逆理のヒロト

「私の目的はハッピーエンドです。誰もが得をする結末にしなくてはね」

それは聴衆の選択肢を一切封ずる、世界逸脱の演説と交渉の才を持つ。
それは一瞥のみで心を理解し、敵の欲し恐れる全てを知ることができる。
それは知られざる国家を生み、人の文明すら追い越す発展を成し遂げている。
異世界の理によって、旧き理の全てを捻じ曲げる文化侵略者である。


登場話

第一部

第二部

  • 「黄都 その3」
  • 「黄都 その14」
  • 「新大陸 その1」
  • 「第八試合 その1」
  • 「第八試合 その4」

第三部

  • 「楽園の証明 その1」
  • 「願い その1」

略歴

  • 読み:ぎゃくりのヒロト
  • 種族:人間(ミニア)
  • クラス:政治家(ステイツマン)

CV - 緒方恵美
顔立ちこそ十代の前半であるように見えるが、白髪交じりの灰髪が老成した印象を与える少年。
その正体は、彼方からの“客人”であり、少なくとも四十二年前*1には異修羅世界に降り立ち、十三年前には同じく“客人”である黒い音色のカヅキと顔を合わせていた模様。

初登場は「音斬りシャルク その1・2」。
この時点では名は明らかになっておらず、オカフ自由都市攻略に乗り出したカヅキに対する支援のみを行い、再会を約して去った。

その後、「逆理のヒロト その1・2」にて本格的に活動を開始。
オカフ自由都市に乗り込み、哨のモリオに対して交渉を開始するや否や、拡声器一つでオカフの兵からの支持を獲得し、なし崩しに同盟を締結。

その際、四十二年*1を掛けて海の果てに小鬼(ゴブリン)の帝国を築き上げ、マスケット銃の量産すら成し遂げるほどの高度な文明を形成していたことが判明。
…「魔法のツー」に登場した千一匹目のジギタ・ゾギの背後に居たのは彼であった。

しかる後にジギタ・ゾギおよび移り気なオゾネズマによって黄都軍と睨みあうギルネス軍を壊滅させる。
その結果をもって黄都軍を指揮する荒野の轍のダントを脅迫…もとい交渉の結果、オカフ自由都市との講和に加えて友好的にジギタ・ゾギとオゾネズマの二名を六合上覧の参加者としてねじ込むことに成功する。
なにこのピタゴラスイッチ。

(なお、ここで旧王国主義軍が敗北したことによりギルネス将軍が捕縛され、ロスクレイ編の冒頭に繋がる。
 よって時系列としては、「音斬りシャルク」⇒「逆理のヒロト」⇒「絶対なるロスクレイ」の順に話が展開している)

+ さらに――(書籍版動向、ネタバレ有り)
【書籍版動向】
書籍版Ⅱよりその行動が描かれ、正体不明の客人“灰髪の子供”として複数のエピソードで登場。
書籍版Ⅰのリチア新公国関連の争乱、書籍版Ⅱの微塵嵐に関する動乱に秘かに関与。
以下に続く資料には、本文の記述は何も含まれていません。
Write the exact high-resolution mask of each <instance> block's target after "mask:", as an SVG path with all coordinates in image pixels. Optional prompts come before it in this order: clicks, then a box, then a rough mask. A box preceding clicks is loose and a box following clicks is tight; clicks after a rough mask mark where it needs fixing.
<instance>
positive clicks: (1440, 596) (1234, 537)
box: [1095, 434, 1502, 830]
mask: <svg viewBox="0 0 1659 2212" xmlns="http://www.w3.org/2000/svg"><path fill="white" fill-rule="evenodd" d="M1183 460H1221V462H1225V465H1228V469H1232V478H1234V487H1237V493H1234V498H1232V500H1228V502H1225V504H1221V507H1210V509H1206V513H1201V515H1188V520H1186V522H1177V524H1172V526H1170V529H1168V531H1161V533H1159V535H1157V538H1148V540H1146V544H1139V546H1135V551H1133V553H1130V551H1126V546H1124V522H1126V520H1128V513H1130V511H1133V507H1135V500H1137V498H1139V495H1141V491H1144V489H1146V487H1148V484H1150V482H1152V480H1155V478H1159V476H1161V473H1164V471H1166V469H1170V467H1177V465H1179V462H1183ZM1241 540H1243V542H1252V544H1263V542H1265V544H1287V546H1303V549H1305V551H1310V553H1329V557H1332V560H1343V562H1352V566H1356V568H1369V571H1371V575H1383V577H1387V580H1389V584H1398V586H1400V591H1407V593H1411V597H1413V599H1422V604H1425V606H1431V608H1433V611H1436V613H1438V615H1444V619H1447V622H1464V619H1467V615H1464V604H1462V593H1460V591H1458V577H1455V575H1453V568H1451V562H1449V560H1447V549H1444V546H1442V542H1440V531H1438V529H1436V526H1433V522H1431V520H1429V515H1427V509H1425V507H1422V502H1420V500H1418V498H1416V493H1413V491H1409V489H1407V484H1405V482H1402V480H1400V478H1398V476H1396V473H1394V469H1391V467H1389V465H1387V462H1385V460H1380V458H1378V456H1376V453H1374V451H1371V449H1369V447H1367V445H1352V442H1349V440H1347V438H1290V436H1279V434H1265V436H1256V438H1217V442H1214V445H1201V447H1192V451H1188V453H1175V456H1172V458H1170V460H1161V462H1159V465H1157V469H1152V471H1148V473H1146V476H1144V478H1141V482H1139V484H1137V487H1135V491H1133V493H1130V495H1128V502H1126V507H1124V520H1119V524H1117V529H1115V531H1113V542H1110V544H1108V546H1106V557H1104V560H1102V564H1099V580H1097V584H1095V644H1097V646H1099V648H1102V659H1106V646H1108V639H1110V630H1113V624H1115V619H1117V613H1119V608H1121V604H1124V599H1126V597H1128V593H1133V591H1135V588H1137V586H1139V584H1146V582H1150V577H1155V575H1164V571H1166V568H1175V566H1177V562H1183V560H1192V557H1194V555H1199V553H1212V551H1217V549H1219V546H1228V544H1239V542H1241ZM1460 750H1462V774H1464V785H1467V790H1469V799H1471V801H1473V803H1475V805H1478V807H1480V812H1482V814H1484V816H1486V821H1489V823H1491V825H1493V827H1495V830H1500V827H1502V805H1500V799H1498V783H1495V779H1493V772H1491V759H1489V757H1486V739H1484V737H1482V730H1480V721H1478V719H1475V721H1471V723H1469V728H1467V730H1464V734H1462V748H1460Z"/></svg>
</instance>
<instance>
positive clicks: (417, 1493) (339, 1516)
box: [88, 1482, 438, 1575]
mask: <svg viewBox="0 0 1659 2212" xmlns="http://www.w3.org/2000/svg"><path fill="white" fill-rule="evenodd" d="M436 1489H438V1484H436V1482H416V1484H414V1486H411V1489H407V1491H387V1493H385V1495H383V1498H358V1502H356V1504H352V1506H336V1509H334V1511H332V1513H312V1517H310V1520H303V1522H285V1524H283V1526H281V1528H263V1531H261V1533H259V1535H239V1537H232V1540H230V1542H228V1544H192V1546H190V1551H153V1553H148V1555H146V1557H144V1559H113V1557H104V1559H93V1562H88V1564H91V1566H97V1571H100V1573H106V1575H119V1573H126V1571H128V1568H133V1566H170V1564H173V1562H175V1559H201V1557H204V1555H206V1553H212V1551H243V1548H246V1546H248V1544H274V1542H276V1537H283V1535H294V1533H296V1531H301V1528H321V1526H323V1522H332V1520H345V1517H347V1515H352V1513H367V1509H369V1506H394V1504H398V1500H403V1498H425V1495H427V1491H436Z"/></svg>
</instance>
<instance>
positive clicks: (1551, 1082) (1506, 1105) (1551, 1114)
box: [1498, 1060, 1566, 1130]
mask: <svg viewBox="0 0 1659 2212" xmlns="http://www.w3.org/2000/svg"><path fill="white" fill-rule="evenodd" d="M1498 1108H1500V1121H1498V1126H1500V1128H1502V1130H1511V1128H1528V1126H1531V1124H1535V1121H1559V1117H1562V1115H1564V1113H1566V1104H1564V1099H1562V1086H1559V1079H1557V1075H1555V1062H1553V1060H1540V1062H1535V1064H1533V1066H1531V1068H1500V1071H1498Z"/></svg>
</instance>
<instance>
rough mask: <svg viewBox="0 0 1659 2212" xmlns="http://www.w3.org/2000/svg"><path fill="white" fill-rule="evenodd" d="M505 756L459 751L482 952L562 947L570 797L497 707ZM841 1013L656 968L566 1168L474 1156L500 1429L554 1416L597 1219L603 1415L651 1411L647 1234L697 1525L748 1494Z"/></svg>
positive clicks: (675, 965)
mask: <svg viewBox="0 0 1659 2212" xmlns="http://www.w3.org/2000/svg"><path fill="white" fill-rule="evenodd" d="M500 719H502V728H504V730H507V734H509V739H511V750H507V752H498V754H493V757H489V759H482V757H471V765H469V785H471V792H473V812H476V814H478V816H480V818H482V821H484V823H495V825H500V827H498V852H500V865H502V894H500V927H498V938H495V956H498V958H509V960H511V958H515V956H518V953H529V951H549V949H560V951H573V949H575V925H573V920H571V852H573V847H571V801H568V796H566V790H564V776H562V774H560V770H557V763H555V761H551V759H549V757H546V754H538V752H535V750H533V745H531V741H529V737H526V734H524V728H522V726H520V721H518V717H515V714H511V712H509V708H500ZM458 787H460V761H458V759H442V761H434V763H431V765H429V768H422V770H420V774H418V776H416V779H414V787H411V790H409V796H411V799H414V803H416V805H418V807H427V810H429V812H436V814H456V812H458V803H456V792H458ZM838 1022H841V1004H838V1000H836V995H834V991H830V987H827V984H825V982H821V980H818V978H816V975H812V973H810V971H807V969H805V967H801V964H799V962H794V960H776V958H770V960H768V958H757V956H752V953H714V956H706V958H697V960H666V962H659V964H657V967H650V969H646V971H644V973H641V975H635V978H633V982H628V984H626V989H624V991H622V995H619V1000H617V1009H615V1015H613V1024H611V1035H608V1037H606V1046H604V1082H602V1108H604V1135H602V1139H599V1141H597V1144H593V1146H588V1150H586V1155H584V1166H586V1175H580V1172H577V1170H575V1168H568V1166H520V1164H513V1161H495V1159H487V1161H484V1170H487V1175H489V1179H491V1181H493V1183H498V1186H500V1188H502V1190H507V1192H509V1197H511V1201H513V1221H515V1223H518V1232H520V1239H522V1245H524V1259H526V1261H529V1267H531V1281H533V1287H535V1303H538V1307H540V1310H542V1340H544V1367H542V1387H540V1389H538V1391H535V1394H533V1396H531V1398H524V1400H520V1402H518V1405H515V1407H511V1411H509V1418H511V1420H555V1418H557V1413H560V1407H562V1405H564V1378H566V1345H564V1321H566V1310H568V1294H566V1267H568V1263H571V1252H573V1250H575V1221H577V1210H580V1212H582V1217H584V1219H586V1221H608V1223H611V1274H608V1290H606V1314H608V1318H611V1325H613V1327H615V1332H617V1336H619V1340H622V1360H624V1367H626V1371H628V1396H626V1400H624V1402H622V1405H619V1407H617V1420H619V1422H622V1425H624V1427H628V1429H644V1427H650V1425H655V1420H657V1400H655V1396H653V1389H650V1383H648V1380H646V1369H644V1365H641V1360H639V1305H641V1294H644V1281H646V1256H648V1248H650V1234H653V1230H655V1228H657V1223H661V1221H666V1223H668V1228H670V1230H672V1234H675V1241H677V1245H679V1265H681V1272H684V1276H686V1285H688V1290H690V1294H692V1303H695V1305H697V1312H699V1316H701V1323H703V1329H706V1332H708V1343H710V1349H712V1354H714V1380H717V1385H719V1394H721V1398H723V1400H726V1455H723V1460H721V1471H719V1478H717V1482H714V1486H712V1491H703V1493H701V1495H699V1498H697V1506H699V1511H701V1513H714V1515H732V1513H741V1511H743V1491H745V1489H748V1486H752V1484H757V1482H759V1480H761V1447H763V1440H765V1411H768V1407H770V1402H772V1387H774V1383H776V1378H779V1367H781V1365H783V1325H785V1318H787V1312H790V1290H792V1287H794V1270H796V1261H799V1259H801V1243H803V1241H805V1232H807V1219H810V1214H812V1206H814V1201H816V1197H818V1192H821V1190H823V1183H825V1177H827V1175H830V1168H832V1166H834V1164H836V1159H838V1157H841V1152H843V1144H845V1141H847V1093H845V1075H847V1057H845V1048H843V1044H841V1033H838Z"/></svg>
裏から間接的に糸を引いていたらしきことが判明している。
修羅を闘争の場に引き合わせ、六合上覧開催への障害となる者達を排除し、この一世一代の上覧試合を開催させようと黄都の外側から暗躍していた。

さらには客人、黄昏潜りユキハルに依頼して本物の魔王に関する重要な情報を確保。この情報を決定打としてオカフとの同盟に繋がることはWeb版*2でも語られた通りである。

(さらに余談だが、書籍版の時系列としてはおおよそ「書籍版Ⅰ」⇒「書籍版Ⅱ 前半(微塵嵐関係)」⇒「書籍版Ⅲ 前半」⇒「書籍版Ⅱ 後半」⇒「書籍版Ⅲ 後半(六合上覧開催)」の順に展開している。)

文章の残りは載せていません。